Salute
Crossing on the Nile Ferry at 4.30pm at least 3 days a week, you begin to recognise people that are crossing with you.
Workmen carrying their tools leave Luxor and head home for a shower and shai.
Women carry empty handwoven baskets and cartons, they had a good day at the local souk and have sold their homemade cheese, chickens, geese and eggs.
Office workers smartly dressed and still as crisp and fresh as when they left their homes at 7am (Air conditioning preserves so much!)
A few white shirts and black trousers cross the River to head to their second job at one of the few West Bank Hotels. Shifts are sparce now, job share is reminiscent of the desolate months after our Revoultion of January 2011.
Just before Adel and his co worker, take the last 25 piastres off of the passenger (1LE if you are a tourist) he presses THE buzzer.

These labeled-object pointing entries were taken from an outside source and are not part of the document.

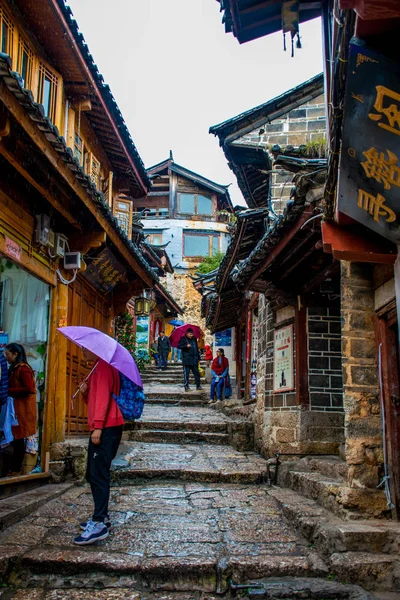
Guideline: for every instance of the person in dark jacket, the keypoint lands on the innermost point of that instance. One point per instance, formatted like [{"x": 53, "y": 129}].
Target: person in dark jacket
[
  {"x": 164, "y": 347},
  {"x": 190, "y": 358}
]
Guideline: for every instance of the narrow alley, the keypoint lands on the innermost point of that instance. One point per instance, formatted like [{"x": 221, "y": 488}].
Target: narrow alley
[{"x": 192, "y": 518}]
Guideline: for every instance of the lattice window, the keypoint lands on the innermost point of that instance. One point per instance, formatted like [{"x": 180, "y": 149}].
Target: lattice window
[
  {"x": 47, "y": 91},
  {"x": 123, "y": 210},
  {"x": 78, "y": 148},
  {"x": 6, "y": 33},
  {"x": 25, "y": 63}
]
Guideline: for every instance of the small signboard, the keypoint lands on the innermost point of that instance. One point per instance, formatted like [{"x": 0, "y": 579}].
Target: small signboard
[
  {"x": 13, "y": 249},
  {"x": 223, "y": 338},
  {"x": 283, "y": 359},
  {"x": 370, "y": 170},
  {"x": 105, "y": 271}
]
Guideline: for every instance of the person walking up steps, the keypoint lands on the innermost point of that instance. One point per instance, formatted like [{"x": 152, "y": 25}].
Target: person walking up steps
[
  {"x": 190, "y": 358},
  {"x": 164, "y": 347},
  {"x": 105, "y": 423}
]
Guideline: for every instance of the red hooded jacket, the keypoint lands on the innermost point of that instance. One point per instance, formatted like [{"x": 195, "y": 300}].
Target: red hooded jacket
[{"x": 103, "y": 410}]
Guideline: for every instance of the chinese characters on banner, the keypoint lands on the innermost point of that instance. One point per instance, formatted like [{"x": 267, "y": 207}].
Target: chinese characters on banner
[
  {"x": 370, "y": 170},
  {"x": 283, "y": 359}
]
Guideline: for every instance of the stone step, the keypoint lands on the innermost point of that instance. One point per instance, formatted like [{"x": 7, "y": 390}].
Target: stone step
[
  {"x": 15, "y": 508},
  {"x": 372, "y": 571},
  {"x": 177, "y": 425},
  {"x": 275, "y": 588},
  {"x": 181, "y": 400},
  {"x": 187, "y": 462},
  {"x": 317, "y": 487},
  {"x": 330, "y": 534},
  {"x": 177, "y": 436}
]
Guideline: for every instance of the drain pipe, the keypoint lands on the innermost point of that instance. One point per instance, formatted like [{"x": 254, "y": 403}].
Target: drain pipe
[{"x": 386, "y": 477}]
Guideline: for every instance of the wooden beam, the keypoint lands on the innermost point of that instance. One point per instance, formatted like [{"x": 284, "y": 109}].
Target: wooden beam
[
  {"x": 346, "y": 244},
  {"x": 326, "y": 273},
  {"x": 282, "y": 244},
  {"x": 43, "y": 191},
  {"x": 302, "y": 395},
  {"x": 59, "y": 165}
]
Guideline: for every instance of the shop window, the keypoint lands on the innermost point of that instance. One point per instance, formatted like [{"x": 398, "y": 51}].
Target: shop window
[
  {"x": 200, "y": 244},
  {"x": 25, "y": 63},
  {"x": 78, "y": 148},
  {"x": 92, "y": 168},
  {"x": 195, "y": 204},
  {"x": 47, "y": 91},
  {"x": 123, "y": 211},
  {"x": 155, "y": 239},
  {"x": 6, "y": 33}
]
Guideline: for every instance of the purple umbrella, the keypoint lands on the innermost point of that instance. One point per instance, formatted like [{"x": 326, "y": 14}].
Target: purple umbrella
[{"x": 105, "y": 347}]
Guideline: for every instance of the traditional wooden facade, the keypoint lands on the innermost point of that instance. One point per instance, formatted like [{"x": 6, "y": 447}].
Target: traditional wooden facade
[
  {"x": 70, "y": 172},
  {"x": 360, "y": 225}
]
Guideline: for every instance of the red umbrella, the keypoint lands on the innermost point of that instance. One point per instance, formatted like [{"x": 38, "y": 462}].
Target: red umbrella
[{"x": 180, "y": 331}]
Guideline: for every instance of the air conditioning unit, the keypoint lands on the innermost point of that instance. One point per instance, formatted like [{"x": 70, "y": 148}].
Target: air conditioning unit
[
  {"x": 61, "y": 244},
  {"x": 42, "y": 233},
  {"x": 72, "y": 260}
]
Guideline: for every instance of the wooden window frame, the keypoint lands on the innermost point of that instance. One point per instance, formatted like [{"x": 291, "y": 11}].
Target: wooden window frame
[
  {"x": 6, "y": 19},
  {"x": 23, "y": 47},
  {"x": 124, "y": 217},
  {"x": 210, "y": 247},
  {"x": 47, "y": 72},
  {"x": 196, "y": 204}
]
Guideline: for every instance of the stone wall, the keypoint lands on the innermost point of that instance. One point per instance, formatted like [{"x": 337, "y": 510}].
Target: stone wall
[
  {"x": 325, "y": 359},
  {"x": 281, "y": 425},
  {"x": 363, "y": 451},
  {"x": 303, "y": 125}
]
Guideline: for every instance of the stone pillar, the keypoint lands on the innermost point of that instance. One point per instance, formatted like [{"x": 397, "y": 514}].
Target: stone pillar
[{"x": 363, "y": 432}]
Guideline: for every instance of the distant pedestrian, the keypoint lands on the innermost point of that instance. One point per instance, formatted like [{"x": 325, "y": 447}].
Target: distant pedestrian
[
  {"x": 190, "y": 358},
  {"x": 208, "y": 355},
  {"x": 219, "y": 372},
  {"x": 105, "y": 424},
  {"x": 164, "y": 346}
]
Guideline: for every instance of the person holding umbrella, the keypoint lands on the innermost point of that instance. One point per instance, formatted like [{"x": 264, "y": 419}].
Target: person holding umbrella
[
  {"x": 164, "y": 346},
  {"x": 190, "y": 358},
  {"x": 100, "y": 390}
]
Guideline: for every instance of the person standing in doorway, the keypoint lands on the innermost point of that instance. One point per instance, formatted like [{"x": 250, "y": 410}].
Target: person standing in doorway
[
  {"x": 190, "y": 358},
  {"x": 164, "y": 347},
  {"x": 21, "y": 387},
  {"x": 219, "y": 371},
  {"x": 105, "y": 423}
]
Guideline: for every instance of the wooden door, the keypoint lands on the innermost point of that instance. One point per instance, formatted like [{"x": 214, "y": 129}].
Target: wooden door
[
  {"x": 388, "y": 359},
  {"x": 85, "y": 307}
]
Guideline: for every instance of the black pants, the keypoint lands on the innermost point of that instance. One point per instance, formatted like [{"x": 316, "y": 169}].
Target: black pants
[
  {"x": 98, "y": 469},
  {"x": 195, "y": 371}
]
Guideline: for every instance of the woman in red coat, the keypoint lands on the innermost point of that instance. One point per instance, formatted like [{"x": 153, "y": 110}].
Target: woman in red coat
[{"x": 21, "y": 387}]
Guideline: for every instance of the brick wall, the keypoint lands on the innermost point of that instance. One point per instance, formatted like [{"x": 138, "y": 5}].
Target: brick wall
[
  {"x": 325, "y": 358},
  {"x": 304, "y": 125}
]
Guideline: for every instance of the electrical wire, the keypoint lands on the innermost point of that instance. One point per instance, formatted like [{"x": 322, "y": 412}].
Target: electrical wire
[{"x": 386, "y": 477}]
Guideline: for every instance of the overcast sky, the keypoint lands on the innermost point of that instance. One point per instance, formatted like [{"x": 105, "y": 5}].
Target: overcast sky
[{"x": 174, "y": 72}]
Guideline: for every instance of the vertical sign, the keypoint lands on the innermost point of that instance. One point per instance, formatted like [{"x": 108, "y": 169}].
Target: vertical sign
[
  {"x": 283, "y": 359},
  {"x": 369, "y": 183}
]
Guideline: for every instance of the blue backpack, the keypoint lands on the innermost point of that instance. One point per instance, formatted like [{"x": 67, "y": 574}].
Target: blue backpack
[{"x": 130, "y": 399}]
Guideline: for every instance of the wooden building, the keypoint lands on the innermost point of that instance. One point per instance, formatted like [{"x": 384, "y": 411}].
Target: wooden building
[{"x": 69, "y": 175}]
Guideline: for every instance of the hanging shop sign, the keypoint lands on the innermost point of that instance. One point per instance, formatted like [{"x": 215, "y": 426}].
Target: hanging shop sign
[
  {"x": 224, "y": 338},
  {"x": 283, "y": 359},
  {"x": 370, "y": 169},
  {"x": 12, "y": 249},
  {"x": 105, "y": 271}
]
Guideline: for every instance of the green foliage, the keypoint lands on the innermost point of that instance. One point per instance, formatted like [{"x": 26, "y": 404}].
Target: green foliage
[
  {"x": 210, "y": 263},
  {"x": 125, "y": 336}
]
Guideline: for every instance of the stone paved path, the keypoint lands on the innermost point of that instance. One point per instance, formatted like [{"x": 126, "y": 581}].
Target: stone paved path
[{"x": 190, "y": 521}]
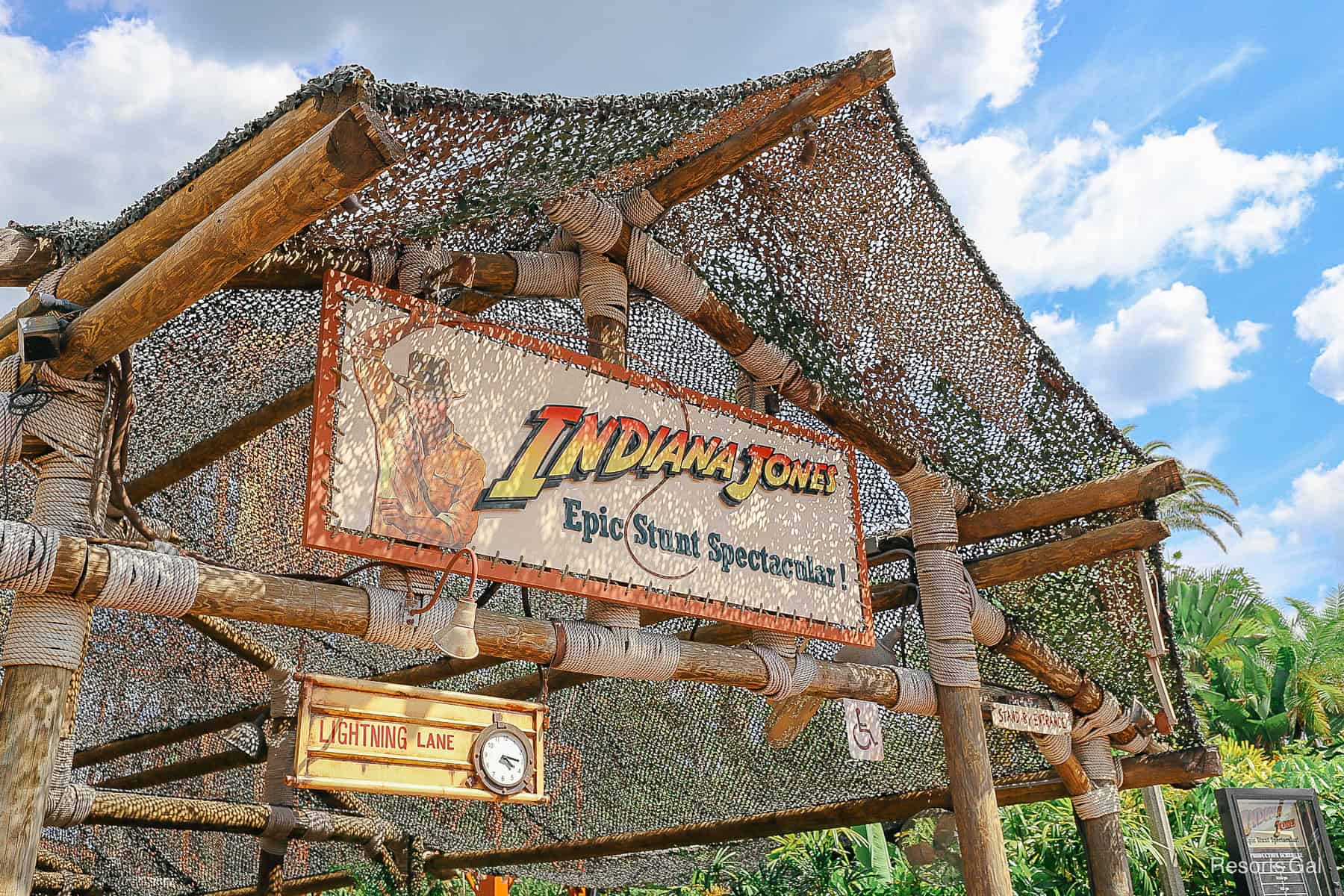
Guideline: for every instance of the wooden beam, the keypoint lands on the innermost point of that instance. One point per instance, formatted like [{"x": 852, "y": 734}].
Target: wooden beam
[
  {"x": 868, "y": 72},
  {"x": 132, "y": 249},
  {"x": 1055, "y": 556},
  {"x": 1145, "y": 482},
  {"x": 329, "y": 167},
  {"x": 23, "y": 258},
  {"x": 300, "y": 886},
  {"x": 179, "y": 813},
  {"x": 1179, "y": 768}
]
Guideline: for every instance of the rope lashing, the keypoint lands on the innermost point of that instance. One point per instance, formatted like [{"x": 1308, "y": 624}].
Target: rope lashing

This signals to all potential passengers running frantically on the Corniche, that the ferry is about 'To move' Many times I have heard this buzzer at the top of the steps and have fled hurriedly down the stairs to the river...there is nothing worse than missing the ferry by seconds. BUT Hamed always shouts 'Basora Madame' (Quickly Madame) and stalls the untying of the rope that holds the ferry in place on the East Bank shore, until I am safely on board.
One other thing I have noticed at 4.30pm, is that the River Police are frantically speeding to and fro from the East to West and back again. I think they enjoy the thrill of the people watching them in their speed boat and are simply dropping workers back to their respective 'Banks' I have wanted a photo of these guys in action for a long time and until now, the timing was wrong. Today, I 'Got' them and I even got a salute!